What I describe in this blog post is slowly but steadily happening, and was in fact inspired by prototypes that currently exist. The decentralized editor dokieli and its annotation functionalities convincingly demonstrate that every atomic piece of data can be stored in a different place. Spending the summer at MIT’s Decentralized Information Group revealed the possibilities of simple server-side data stores such as Solid for advanced client-side applications. It’s there that I saw for the first time how data can drive everything seamlessly—while apps become simple views. Mashlib proves how everyday needs can be addressed with small applications, since these can tap into existing data instead of needing to duplicate input functionality to ask for basic details over and over. Finally, our work on Linked Data Fragments—and its Solid plugin—aims to grow decentralized querying to a Web scale.

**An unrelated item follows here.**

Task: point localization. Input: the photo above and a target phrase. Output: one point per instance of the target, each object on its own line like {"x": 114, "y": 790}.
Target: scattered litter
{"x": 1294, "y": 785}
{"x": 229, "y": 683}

A question many people have is whether decentralization is realistic in real-world scenarios. On the one hand, I’m inclined to answer that, in any case, the Web cannot possibly become more centralized than it already is today. Facebook has already become a main gateway for such an immense number of people, that the only logical direction forward is less centralized. My conviction is based more than just gut feeling, since I see several parties come to similar conclusions. On the other hand, I have experienced the enormous potential of many aspects of the decentralized vision. The idea doesn’t need to start solely with enthusiastic technophiles, but can grow from concrete industry needs. The notion of a private, on-premise data pod appeals to sectors such as finance, law, and healthcare, which have a promising market for high-security data pods and transparent information access through apps as views. From a digital society perspective, personal data pods address the problems we are facing with an increasing number of parties asking consistent access to specific parts of our personal data. I also liked Jim Hendler quoting Marvin Minsky that we’ll know computers are truly becoming intelligent when they won’t ask for the same info twice ever again. Approaching decentralization the right way will enable exactly that.
The final question is who will pay for all of this. The good news is that we’ll have a choice there too. Bundled package deals such as Facebook and Twitter only offer the ad-based payment option with its infamous consequences. In a decentralized world, we can choose our data and app providers independently, and decide for each how we are willing to pay. The bad news is that this means not everything is going to be “free”, as it seemingly appears now. However, increased competition—on two separate markets—should lead to fair prices. And if we really want free options, we could even imagine paying with our personal data, giving selected parts away in exchange for ads. That’s of course how social media are implicitly supported now, but the main difference will be that we decide which data can be used for advertising purposes and which cannot. This proves once more that, at its core, decentralization starts with us taking back control of our data, as a source for a new generation of innovative Web applications.